Selena

SELENA is a bittersweet portrayal of the tragically short life and career of the Tejano superstar. The film traces the singer's beginnings from a run-down area of Corpus Christi, Texas, to her untimely death at the age of 23, just as she was achieving international star status.

  • Starring: Edward James Olmos and Jennifer Lopez
  • Director(s): Gregory Nava
  • Producer(s): Selena Productions, Inc.
  • Screenwriter(s): Gregory Nava
  • Distributor: Warner Brothers, Inc.
  • Animal Coordinator: Unknown
  • Release Date: Friday, March 21, 1997

Featured Animal Action

There's a moderate amount of animal action in the film. Horses are seen briefly lending atmosphere in several western settings. Then the scene shifts to an enormous sports arena packed with Selena's adoring and excited fans. Selena makes a spectacular entrance aboard a glitzy, horse-drawn open carriage.
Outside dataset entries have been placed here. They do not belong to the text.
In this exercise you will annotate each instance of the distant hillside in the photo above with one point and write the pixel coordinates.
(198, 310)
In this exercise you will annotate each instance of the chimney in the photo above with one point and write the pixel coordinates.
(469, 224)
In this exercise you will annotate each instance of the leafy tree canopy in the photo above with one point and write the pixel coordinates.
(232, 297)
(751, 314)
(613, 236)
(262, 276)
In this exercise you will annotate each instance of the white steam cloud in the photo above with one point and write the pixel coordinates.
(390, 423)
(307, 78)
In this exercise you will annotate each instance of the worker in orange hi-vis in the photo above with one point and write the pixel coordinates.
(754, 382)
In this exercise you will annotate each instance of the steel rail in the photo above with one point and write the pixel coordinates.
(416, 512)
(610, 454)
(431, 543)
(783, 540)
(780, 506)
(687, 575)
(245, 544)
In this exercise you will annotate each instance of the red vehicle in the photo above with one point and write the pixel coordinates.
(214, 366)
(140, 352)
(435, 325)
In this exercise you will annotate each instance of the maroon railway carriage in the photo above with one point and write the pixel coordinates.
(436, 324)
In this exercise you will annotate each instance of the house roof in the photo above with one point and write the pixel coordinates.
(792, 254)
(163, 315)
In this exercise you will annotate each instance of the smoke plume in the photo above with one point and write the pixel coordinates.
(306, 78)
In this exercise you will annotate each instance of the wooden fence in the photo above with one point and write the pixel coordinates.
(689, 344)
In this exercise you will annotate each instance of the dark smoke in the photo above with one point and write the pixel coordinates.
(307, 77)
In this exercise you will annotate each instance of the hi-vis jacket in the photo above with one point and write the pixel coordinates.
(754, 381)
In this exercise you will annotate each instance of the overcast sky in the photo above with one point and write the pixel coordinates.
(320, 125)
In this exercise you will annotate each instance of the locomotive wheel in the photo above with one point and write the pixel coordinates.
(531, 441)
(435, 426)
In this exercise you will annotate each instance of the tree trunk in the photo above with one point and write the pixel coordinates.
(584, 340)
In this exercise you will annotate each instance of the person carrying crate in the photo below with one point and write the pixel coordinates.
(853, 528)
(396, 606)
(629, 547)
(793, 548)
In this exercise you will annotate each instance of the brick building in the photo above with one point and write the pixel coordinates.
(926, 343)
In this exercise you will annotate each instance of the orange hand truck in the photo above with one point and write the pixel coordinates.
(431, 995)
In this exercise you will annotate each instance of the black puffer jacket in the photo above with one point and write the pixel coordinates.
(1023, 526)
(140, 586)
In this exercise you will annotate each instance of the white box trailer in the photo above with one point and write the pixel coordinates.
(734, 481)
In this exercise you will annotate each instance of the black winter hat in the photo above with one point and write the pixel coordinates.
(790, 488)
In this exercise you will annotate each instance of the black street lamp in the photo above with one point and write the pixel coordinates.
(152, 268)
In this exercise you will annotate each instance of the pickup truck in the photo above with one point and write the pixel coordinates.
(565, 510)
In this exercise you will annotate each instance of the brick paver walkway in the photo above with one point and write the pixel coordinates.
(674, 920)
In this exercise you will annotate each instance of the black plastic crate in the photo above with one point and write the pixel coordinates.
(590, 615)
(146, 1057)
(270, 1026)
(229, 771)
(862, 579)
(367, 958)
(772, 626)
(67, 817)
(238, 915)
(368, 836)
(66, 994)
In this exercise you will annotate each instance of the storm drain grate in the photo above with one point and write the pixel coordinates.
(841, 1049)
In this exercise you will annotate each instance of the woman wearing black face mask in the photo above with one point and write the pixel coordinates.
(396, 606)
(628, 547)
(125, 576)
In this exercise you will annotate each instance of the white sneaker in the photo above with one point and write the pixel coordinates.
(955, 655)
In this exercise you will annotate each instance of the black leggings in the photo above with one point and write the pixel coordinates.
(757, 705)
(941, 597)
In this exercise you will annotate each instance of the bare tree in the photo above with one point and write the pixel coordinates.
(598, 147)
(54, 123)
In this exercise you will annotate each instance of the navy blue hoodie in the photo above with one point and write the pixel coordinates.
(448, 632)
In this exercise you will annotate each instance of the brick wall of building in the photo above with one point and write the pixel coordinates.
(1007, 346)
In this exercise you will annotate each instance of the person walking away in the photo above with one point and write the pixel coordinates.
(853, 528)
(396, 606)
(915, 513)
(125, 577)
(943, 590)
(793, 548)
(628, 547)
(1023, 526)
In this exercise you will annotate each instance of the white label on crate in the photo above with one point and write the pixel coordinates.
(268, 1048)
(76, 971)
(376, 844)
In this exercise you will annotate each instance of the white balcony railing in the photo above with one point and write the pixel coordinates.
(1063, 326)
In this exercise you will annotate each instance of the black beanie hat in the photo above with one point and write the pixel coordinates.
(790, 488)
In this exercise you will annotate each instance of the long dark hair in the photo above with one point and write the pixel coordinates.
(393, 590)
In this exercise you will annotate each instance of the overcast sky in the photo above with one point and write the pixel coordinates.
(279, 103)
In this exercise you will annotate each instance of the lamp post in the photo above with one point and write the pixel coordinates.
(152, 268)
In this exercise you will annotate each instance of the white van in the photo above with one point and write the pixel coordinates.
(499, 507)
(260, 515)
The driver stops the carriage at a center-stage position, and Selena alights amid the sounds of her cheering, exhuberant fans. These horses did not require any special training as they were performing tasks they normally do everyday. In an early scene, Selena is portrayed as a child who loves animals. She keeps a pet chicken in the family shower. When her kid sister pushes back the shower curtain, it surprises the chicken, who flies up to the windowsill, getting entangled in the slats of the Venetian blind. The bird/actor had been trained and rehearsed to fly from her perch on the shelf to a feeding box just above and behind the camera. The child-actress, who had been rehearsed separately, was then brought in to film the scene. On the first take, the trainer placed the bird on the shelf, and then called the bird by shaking the feeding box, but as the bird flew up from the shelf to cross to the feeding box, the nervous girl screamed, diverting the chicken, who flew to the windowsill, getting entangled in the slats of the blinds as she landed. The chicken was not harmed, as determined by our field rep who was on the set and examined the chicken. Because two chickens had been trained to perform the same action, the balance of filming was divided between the two birds. They then performed perfectly as they had done in rehearsal. In other animal action, a man walks a dog on a leash in a residential neighborhood, and seagulls, natural to the filming location, are visable in the background of scenes filmed on Texas beaches bordering the Gulf of Mexico.